I Nyoman Mandra, Pelestari Seni Lukis Kamasan Bali

Penerima Anugerah Kebudayaan Kategori Pelestari 2016. I Nyoman Mandra adalah ikon penting terkait dengan seni lukis klasik Kamasan, Bali. Ia adalah tokoh terkemuka dari mazhab lukis “klasik” Bali, seni rupa Desa Kamasan, Klungkung. Ia lahir di Dusun Banjar Sangging, Desa Kamasan, pada tahun 1946. Sejak umur dua tahun sudah ditinggal ayahnya, Wayan Kepeg, Undagi Sangging. Dan, pada umur 14 tahun sang ibu yang dikenal sebagai seorang pengrajin, Ketut Kireg, juga pergi meninggalkannya.

Mandra sendiri berasal dari keluarga seniman penting.  Seni lukis yang dikembangkan Mandra adalah seni lukis tradisi Kamasan berupa ragam seni bercorak khas, yang memiliki kedekatan dengan seni pertunjukan wayang kulit. Ikonografi figur-figur lukisannya kurang lebih sama dengan wayang dan banyak pakem pementasan wayang. Misalnya penempatan tokoh-tokoh di sisi kiri atau kanan gunungan (pohon atau batu) dalam adegan-adegan tertentu adalah pakem yang secara langsung dipinjam dari wayang. Figur-figur di sisi kanan adalah figur-figur positif, para pahlawan seperti Arjuna atau dewa-dewa seperti Siwa. Kepiawaian Nyoman Mandra sebagai seniman berasal dari keterampilan dan pengetahuannya yang luas serta mendalam tentang lakon wayang.
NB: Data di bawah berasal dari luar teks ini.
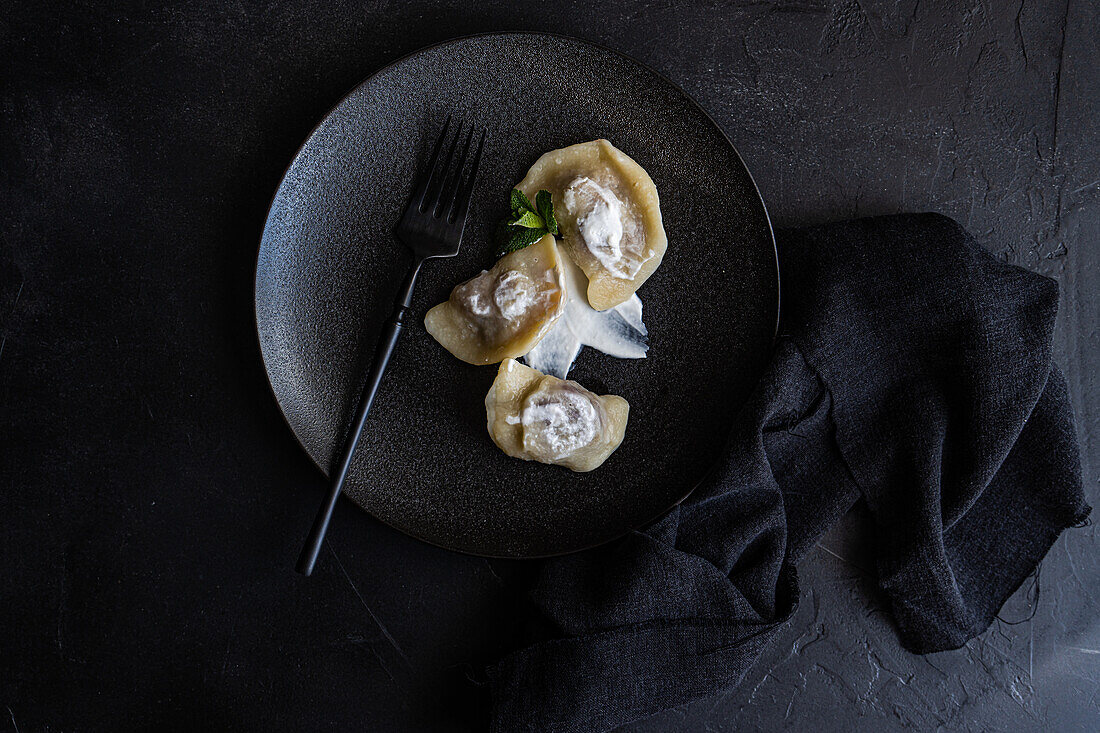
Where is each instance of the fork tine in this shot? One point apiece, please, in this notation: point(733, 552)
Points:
point(439, 176)
point(450, 192)
point(461, 205)
point(416, 200)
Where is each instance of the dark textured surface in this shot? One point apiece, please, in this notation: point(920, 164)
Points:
point(152, 501)
point(329, 266)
Sumber cerita pokok untuk seni rupa Kamasan adalah adicerita India, yakni dari epos Ramayana dan Mahabharata.

Ketika kami—tim  verifikasi penghargaan kebudayaan dari Kementerian Pendidikan dan Kebudayaan RI—berkunjung  ke rumahnya, I Nyoman Mandra sedang jatuh sakit, Meskipun demikian, ia begitu bersemangat bercerita tentang masa lalunya ketika berjuang mengembangkan seni lukis Kamasan, mulai dari awal belajarnya sampai saat ini. Di depan pendopo rumah yang artistic, sambil ditemani secangkir teh hangat serta embusan angin sepoi-sepoi, kami mendengarkan kisah hidupnya.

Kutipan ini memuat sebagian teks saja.